Sorry, forty-somethings who could have used a film like this as a cuddle-up at night escapism flick. The actors are just given nothing to work with. To the point, even the sex is sanitary.
It’s that uneventful and disconnected from its audience wants.
You can so clearly imagine this being inspired by events that could only happen in the context of being Nancy Meyers. Mother and daughter presenting their film like a bland advertisement for soap that had me searching online for shots that didn’t look the same as the last. I failed, and I am sorry, audience. Forgive me. You can blame cinematographer Dean Cundey of Jurassic Park (1993) and Back to the Future (1985) fame for such a disappointing outing. Sparing some of the firecracker moments that show Reese Witherspoon’s adorable talent, as well as some smooth moment-to-moment montage editing from The Onion Movie’s (2008) David Bilow, which made the experience less mundane.

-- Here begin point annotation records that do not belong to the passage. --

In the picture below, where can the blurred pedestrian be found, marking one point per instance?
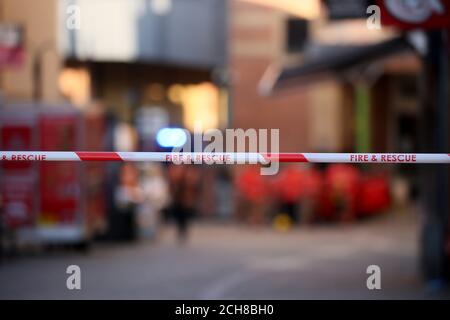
(128, 195)
(184, 187)
(155, 197)
(252, 194)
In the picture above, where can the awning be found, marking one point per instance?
(320, 61)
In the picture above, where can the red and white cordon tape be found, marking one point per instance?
(226, 157)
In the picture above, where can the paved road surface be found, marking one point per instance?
(229, 261)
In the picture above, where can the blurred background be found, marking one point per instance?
(127, 75)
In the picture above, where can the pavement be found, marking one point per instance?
(228, 261)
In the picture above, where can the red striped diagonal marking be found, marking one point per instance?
(286, 157)
(98, 156)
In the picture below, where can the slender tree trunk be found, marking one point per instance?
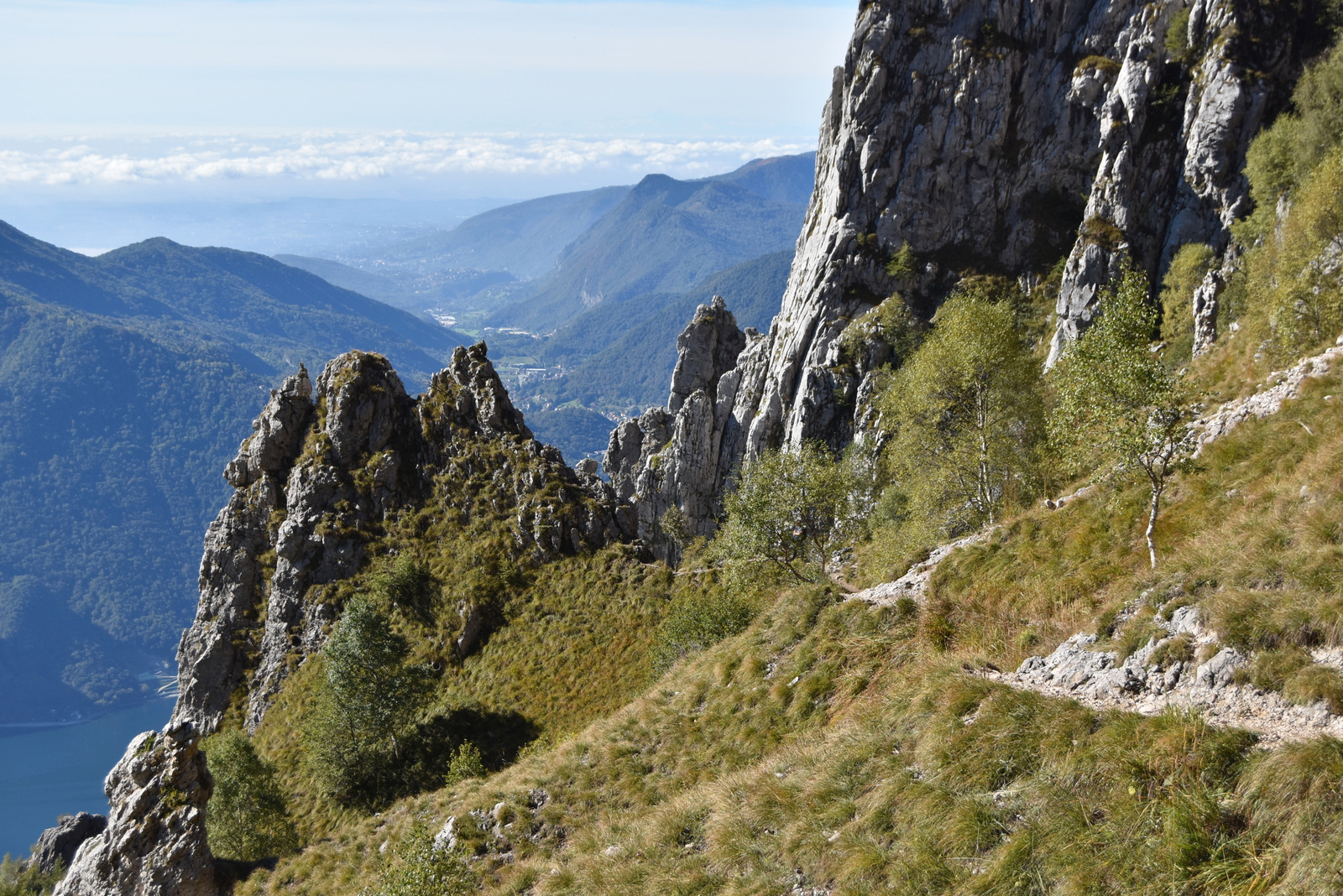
(1152, 524)
(986, 492)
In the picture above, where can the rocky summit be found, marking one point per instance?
(828, 627)
(998, 138)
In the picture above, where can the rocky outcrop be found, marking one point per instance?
(995, 138)
(669, 457)
(58, 846)
(313, 484)
(154, 839)
(1173, 141)
(1181, 667)
(1282, 387)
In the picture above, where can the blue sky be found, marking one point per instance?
(359, 96)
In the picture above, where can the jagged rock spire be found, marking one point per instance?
(669, 456)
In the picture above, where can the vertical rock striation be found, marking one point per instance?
(154, 839)
(315, 483)
(991, 137)
(669, 456)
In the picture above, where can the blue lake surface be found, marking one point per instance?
(51, 772)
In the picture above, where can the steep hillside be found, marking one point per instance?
(523, 239)
(125, 381)
(1006, 561)
(665, 235)
(631, 372)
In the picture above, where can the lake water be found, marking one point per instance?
(51, 772)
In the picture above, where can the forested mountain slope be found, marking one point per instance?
(125, 381)
(853, 573)
(664, 237)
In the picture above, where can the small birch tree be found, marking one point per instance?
(966, 418)
(1119, 409)
(367, 703)
(792, 510)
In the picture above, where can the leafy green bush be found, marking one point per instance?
(366, 706)
(248, 817)
(1177, 35)
(966, 418)
(1186, 273)
(698, 620)
(1283, 154)
(903, 263)
(465, 763)
(792, 511)
(1119, 409)
(407, 585)
(17, 880)
(418, 868)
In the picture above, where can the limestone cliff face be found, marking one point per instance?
(313, 484)
(993, 137)
(324, 470)
(154, 839)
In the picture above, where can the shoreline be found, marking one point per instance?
(27, 727)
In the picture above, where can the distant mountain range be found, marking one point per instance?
(614, 277)
(127, 381)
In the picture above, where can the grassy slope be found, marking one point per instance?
(833, 745)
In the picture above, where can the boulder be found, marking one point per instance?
(58, 846)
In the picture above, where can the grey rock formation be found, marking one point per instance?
(990, 137)
(1173, 145)
(313, 483)
(233, 568)
(669, 456)
(154, 839)
(320, 472)
(1205, 310)
(58, 846)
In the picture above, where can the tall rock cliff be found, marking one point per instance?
(327, 471)
(313, 487)
(964, 136)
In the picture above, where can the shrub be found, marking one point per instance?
(1186, 273)
(418, 868)
(792, 510)
(1314, 683)
(696, 622)
(17, 880)
(903, 263)
(366, 705)
(1119, 409)
(407, 586)
(966, 418)
(1177, 35)
(248, 819)
(465, 763)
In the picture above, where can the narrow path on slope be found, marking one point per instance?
(1145, 681)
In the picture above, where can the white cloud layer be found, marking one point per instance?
(333, 157)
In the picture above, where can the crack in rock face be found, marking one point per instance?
(990, 138)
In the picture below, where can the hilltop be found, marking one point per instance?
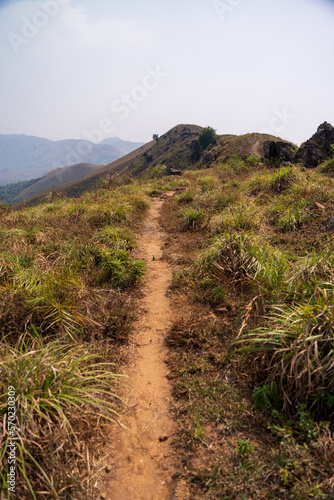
(23, 157)
(212, 291)
(19, 191)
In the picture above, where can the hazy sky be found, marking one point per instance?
(96, 68)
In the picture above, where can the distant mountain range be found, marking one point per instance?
(24, 157)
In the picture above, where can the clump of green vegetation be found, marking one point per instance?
(290, 214)
(66, 277)
(299, 339)
(58, 384)
(253, 160)
(207, 137)
(283, 179)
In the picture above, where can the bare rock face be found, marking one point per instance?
(318, 148)
(278, 151)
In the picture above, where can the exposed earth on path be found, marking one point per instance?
(142, 462)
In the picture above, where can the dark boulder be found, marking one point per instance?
(318, 148)
(278, 151)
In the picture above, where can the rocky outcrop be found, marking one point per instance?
(318, 148)
(278, 151)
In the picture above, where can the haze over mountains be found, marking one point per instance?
(24, 157)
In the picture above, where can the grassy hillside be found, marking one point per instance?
(252, 362)
(173, 149)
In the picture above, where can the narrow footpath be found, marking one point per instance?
(142, 463)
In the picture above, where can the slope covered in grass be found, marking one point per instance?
(177, 148)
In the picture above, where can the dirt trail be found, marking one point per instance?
(142, 465)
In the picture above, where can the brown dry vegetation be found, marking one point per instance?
(251, 361)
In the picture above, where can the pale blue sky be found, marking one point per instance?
(97, 68)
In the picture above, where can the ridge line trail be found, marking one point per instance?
(142, 466)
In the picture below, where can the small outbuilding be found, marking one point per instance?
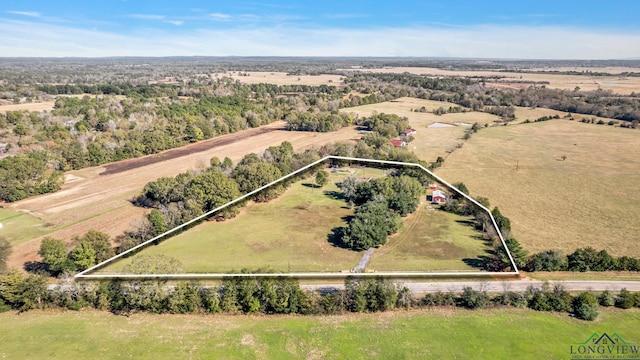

This is the prime example of why we must reject films that were not made on their own merit. The industry is filled with too many struggling, talented artists to take another tired product of nepotism as the norm.
In my best Witherspoon accent, I just say this: Y’all could have done better.
Fun Fact:
Producer Nancy Meyers, mother of writer/director Hallie Meyers-Sheyer, originally offered Witherspoon the lead in The Intern, which she turned down. Meyers played a big role in getting this script in Witherspoon’s hands.